Since Δ(SSM-‘RBD’5) has residual dimerization activity (10% that of WT), and in view of reports that hSTAU1 ‘RBD’2 amino acids 37–79 interact with full-length hSTAU125, we assayed the ability of E. coli-produced hSTAU1-‘RBD’2-RBD3 (amino acids 43–173) to dimerize. Gel filtration demonstrated that hSTAU1-‘RBD’2-RBD3 indeed migrates at the position expected of an ‘RBD’2-RBD3–‘RBD’2-RBD3 dimer (Supplementary Fig. 5d). This low level of residual activity suggests that the contribution of ‘RBD’2 to hSTAU1 dimerization is relatively minor and as such was not pursued further.

Inhibiting hSTAU1 dimerization should inhibit SMD based on our finding that dimerization promotes the association of hSTAU1 with hUPF1. To test this hypothesis, HEK293T cells were transiently transfected with: (i) STAU1(A) siRNA8; (ii) plasmid expressing one of the three hSTAU155(R)-FLAG variants or, as a control, no protein; (iii) three plasmids that produce a firefly luciferase (FLUC) reporter mRNA, namely, FLUC-No SBS mRNA8, which lacks an SBS, FLUC-hARF1 SBS mRNA8, which contains the hARF1 SBS, and FLUC-hSERPINE1 3′UTR9, which contains the hSERPINE1 SBS; and (iv) a reference plasmid that produces renilla luciferase (RLUC) mRNA. In parallel, cells were transfected with (i) Control siRNA7, (ii) plasmid producing no hSTAU155(R)-FLAG protein, (iii) the three FLUC reporter plasmids, and (iv) the RLUC reference plasmid.

STAU1(A) siRNA reduced the abundance of cellular hSTAU1 to ~10% the level in Control siRNA-treated cells and that each hSTAU155(R)-FLAG variant was expressed at a comparable abundance that approximated the abundance of cellular hSTAU155 (Fig. 5c).

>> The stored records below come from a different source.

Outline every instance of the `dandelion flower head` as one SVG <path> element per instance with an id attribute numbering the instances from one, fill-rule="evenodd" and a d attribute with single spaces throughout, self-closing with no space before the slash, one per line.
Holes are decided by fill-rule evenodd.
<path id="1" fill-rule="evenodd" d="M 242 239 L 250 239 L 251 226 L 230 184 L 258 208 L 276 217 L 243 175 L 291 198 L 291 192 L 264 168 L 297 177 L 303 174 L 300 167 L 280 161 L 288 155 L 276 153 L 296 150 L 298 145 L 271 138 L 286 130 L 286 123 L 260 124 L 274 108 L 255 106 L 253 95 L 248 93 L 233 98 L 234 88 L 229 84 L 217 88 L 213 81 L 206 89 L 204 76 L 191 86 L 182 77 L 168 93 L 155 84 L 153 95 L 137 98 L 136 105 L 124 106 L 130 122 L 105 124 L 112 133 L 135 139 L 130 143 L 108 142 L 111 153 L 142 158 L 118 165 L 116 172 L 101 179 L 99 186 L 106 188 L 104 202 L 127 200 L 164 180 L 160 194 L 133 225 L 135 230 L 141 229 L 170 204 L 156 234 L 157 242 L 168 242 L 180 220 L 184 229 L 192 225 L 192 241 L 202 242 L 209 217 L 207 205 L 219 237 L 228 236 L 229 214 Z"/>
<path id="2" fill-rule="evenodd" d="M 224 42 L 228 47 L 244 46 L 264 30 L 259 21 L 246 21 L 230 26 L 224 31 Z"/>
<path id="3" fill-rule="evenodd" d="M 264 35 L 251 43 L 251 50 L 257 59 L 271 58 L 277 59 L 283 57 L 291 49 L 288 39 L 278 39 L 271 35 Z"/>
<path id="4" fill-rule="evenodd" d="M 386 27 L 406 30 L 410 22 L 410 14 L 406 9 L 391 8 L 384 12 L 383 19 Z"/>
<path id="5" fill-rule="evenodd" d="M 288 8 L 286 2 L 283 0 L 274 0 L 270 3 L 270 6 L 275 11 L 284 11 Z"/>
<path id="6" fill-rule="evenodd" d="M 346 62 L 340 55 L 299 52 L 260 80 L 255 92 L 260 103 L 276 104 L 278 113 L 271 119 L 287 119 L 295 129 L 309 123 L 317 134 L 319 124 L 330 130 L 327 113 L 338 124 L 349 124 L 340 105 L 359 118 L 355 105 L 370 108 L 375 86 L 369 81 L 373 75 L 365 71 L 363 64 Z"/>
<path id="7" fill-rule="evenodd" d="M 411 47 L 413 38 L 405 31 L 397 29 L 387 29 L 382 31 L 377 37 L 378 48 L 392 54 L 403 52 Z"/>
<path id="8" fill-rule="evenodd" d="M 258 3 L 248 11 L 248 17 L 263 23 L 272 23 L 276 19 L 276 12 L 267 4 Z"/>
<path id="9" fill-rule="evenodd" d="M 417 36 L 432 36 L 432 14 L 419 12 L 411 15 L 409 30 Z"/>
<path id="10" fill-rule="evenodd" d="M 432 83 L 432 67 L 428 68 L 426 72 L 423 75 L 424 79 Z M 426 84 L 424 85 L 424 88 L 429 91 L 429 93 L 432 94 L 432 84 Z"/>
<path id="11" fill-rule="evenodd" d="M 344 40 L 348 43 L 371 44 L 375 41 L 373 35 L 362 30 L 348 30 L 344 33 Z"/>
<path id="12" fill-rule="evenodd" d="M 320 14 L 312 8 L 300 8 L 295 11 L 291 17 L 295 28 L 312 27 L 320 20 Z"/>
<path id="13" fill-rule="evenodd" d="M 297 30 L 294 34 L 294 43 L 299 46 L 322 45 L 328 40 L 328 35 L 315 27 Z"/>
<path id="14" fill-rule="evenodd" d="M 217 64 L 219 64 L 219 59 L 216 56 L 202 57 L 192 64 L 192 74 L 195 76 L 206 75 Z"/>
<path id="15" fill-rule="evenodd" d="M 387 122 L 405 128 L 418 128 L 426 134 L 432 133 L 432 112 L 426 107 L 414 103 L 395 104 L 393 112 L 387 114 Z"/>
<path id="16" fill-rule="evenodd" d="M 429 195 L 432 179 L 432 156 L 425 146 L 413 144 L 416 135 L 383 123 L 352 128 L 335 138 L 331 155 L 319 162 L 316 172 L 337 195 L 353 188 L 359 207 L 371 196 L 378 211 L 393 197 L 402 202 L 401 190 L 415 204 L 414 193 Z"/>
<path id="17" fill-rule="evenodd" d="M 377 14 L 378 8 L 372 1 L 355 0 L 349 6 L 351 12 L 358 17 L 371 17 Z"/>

After normalizing the level of each FLUC mRNA to the level of RLUC mRNA, the normalized level of FLUC-No SBS mRNA, which is not an SMD target, was found to be essentially identical in all transfections (Fig. 5d and Supplementary Fig. 5e), as expected. In contrast, the normalized level of FLUC-hARF1 SBS mRNA and FLUC-hSERPINE1 3′ UTR mRNA were increased ~2-fold in the presence of STAU1(A) siRNA alone, as were the normalized levels of mRNAs for FLJ21870, GAP43 and c-JUN mRNA, consistent with an inhibition of SMD (Fig. 5d). This inhibition was reversed by 50% when WT or Δ(C-Term) was expressed but not when Δ(SSM-‘RBD’5) was expressed (Fig. 5d). Thus, WT and Δ(C-Term) can functionally compensate for the siRNA-mediated downregulation of cellular hSTAU1 more efficiently than can Δ(SSM-‘RBD’5). These data indicate that hSTAU1 dimerization is important for SMD.

To define specific amino acids of hSTAU1 that contribute to domain-swapping, we used our X-ray crystal structure to design seven variants of hSTAU155(R)-FLAG that, relative to the deletion-bearing variants, would harbor more subtle changes (Fig. 5a and Supplementary Fig. 6a). Mutations were designed to target the SSM–‘RBD’5 interface and minimize any effects on the overlapping intramolecular hydrophobic interactions within ‘RBD’5 itself. When subjected to secondary structure predictions using PsiPred30,31, none of the mutations was predicted to disrupt the α-helical structure within which each resides.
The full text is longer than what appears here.